Ainsi, dire qu'une idée X à mon sens mène nécessairement à l'idée Y, dont je sais que mes interlocuteurs ne peuvent pas la considérer comme vraie, c'est simplement montrer qu'à mes yeux, les conséquences implicites de X, conséquences auxquelles il se peut qu'on n'a pas encore pensées (simplement parce qu'on ne peut pas penser à tout, et qu'il se fait que moi je suis en train de réfléchir à cela pour l'instant), sont reconnues comme étant fausses par nous tous, et cela même devrait à mes yeux nous obliger à mettre en question les prémisses (X). Il s'agit simplement d'une démontration par l'absurde. X conduit nécessairement à Y, or vous trouvez que Y est fausse, donc comment alors accepter X, pourquoi (c'est-à-dire par le biais de quels arguments) ne pas accepter ce que je pense moi-même (non X)? Si la question a un sens, c'est parce qu'il se peut, bien sûr, qu'on aille trouver des arguments auxquels je n'ai pas encore pensés et qui rendent caduque ma démonstration par l'absurde. Donc qui pourraient m'obliger de reconsidérer la vérité de X (ou de non X).

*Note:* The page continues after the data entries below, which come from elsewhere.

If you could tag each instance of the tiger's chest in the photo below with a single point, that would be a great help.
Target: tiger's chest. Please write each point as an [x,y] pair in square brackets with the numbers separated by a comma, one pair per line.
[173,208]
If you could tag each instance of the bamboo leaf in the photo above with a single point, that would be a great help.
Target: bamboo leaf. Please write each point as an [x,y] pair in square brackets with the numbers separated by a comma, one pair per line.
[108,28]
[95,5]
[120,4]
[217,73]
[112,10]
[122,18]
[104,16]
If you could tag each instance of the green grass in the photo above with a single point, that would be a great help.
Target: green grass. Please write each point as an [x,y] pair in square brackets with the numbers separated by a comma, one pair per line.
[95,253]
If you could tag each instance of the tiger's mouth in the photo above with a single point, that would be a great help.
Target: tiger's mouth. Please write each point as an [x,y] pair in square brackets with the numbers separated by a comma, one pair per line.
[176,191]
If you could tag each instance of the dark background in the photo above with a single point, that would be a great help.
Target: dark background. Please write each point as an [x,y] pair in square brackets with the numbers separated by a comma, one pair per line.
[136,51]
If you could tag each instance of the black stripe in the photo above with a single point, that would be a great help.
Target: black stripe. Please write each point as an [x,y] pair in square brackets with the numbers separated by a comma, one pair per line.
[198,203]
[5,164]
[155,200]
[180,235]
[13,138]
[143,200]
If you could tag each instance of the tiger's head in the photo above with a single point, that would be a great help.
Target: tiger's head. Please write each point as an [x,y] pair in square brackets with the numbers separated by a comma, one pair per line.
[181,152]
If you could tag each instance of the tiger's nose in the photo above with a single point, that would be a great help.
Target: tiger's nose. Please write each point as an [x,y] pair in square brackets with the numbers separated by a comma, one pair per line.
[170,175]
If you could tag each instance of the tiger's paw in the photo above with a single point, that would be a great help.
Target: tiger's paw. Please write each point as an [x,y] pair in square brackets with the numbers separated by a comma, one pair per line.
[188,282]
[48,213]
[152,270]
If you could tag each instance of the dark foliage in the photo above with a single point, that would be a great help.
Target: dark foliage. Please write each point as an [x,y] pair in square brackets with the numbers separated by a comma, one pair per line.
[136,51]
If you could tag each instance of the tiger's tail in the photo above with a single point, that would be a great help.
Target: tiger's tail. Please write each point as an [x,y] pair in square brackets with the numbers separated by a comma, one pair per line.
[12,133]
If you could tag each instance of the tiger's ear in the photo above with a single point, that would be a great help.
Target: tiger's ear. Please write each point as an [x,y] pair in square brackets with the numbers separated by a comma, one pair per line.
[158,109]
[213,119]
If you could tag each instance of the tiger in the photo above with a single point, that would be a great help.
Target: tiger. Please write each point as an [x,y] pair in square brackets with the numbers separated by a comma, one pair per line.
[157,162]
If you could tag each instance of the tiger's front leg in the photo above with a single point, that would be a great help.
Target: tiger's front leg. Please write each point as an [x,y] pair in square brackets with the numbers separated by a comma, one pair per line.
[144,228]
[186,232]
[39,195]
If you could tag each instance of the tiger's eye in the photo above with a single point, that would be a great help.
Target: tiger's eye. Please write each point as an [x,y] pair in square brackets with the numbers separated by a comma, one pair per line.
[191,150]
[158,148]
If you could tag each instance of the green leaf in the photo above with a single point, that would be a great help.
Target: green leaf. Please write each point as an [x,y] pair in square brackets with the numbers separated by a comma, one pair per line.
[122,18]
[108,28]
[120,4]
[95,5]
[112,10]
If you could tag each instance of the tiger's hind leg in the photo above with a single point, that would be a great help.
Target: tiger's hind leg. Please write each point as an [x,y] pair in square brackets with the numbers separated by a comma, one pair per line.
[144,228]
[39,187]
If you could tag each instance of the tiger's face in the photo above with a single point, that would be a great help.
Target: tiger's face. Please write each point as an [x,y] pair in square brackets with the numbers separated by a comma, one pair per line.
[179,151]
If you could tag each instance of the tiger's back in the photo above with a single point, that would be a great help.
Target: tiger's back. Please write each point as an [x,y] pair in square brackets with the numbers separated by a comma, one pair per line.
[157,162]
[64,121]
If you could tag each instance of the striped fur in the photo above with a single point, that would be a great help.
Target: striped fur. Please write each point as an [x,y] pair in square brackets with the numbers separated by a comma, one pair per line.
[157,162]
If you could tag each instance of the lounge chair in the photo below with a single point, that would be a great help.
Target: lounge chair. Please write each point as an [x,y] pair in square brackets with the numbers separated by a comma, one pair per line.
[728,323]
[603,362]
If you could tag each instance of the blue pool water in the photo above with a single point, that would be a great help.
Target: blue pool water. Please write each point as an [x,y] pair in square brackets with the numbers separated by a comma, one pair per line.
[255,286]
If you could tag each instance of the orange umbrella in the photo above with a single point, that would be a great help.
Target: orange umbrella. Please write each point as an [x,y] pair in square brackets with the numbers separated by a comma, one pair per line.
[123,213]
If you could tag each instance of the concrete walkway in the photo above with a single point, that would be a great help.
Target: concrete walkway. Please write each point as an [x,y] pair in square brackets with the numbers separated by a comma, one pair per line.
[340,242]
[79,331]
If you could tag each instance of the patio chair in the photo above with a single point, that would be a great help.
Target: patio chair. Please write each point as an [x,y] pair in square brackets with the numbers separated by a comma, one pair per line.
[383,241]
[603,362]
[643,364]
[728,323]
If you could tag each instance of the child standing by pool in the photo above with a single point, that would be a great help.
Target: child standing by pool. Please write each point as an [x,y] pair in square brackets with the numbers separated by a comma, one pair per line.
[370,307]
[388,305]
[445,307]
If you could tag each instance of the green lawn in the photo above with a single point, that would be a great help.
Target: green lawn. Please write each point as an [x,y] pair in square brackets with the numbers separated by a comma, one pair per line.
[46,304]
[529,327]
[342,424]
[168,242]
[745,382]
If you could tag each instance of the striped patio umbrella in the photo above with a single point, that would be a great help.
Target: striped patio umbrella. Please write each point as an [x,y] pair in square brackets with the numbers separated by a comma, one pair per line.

Sinon j'envisage toujours la possibilité que je n'ai pas bien compris ce qu'on essaie de me dire, je crois même que sans cela, aucun véritable échange n'est possible (raison pour laquelle d'ailleurs je n'ai strictement rien à répondre au dernier message de Sescho dans le fil qu'il a créé récemment sous mon nom). Enfin "je" ... Socrate l'a déjà dit en son temps, Habermas le reformule aujourd'hui ... je ne crois pas être très innovateur en disant cela ... .

Bardamu a écrit :Je crois que personne ne rêve mais qu'on pense à nos forces propres et à leur développement. Ne fais-tu pas de même ?


pas quand j'essaie de penser de manière spinoziste, non, puisque je ne vois pas comment insérer cette idée d'un "développement" dans l'ontologie spinoziste.

Il va de soi que si je pense "normalement", c'est-à-dire sans tenir compte de tous les aspects du spinozisme, je ne peux que me percevoir comme quelqu'un qui a des forces à développer, et que je me demande comment je vais faire pour les développer. Mais je crois que le spinozisme nous invite à penser une évolution vers un "meilleur" autrement qu'en se basant sur cette idée. D'ailleurs, je viens de tomber sur un passage chez Kant qui me semble correspondre quasiment parfaitement à la manière dont aujourd'hui on a tous tendance à penser cette évolution vers un "meilleur", passage qui à mon sens confirme l'idée qu'une pensée d'un potentiel ou d'un simple développement de ce qui est déjà là est beaucoup plus kantienne (comme pas mal d'autres idées qui appartiennent au sens commun actuel) que spinoziste:

Kant a écrit :C'est un noble idéal que le projet d'une théorie de l'éducation et quand bien même nous ne serions pas en état de le réaliser, il ne saurait être nuisible. On ne doit pas tenir l'Idée pour chimérique et la rejeter comme un beau rêve, même si des obstacles s'opposent à sa réalisation.
Une Idée n'est rien d'autre que le concept d'une perfection, qui ne s'est pas encore rencontrée dans l'expérience. Par exemple l'Idée d'une république parfaite, gouvernée d'après les règles de la justice! Est-elle pour cela impossible? Il suffit d'abord que notre Idée soit correcte pour qu'ensuite elle ne soit pas du tout impossible, en dépit de tous les obstacles qui s'opposent encore à sa réalisation. Si par exemple tout le monde mentait, la franchise serait pour cela une simple chimère? Et l'Idée d'une éducation, qui développe toutes les dispositions naturelles en l'homme, est certes véridique.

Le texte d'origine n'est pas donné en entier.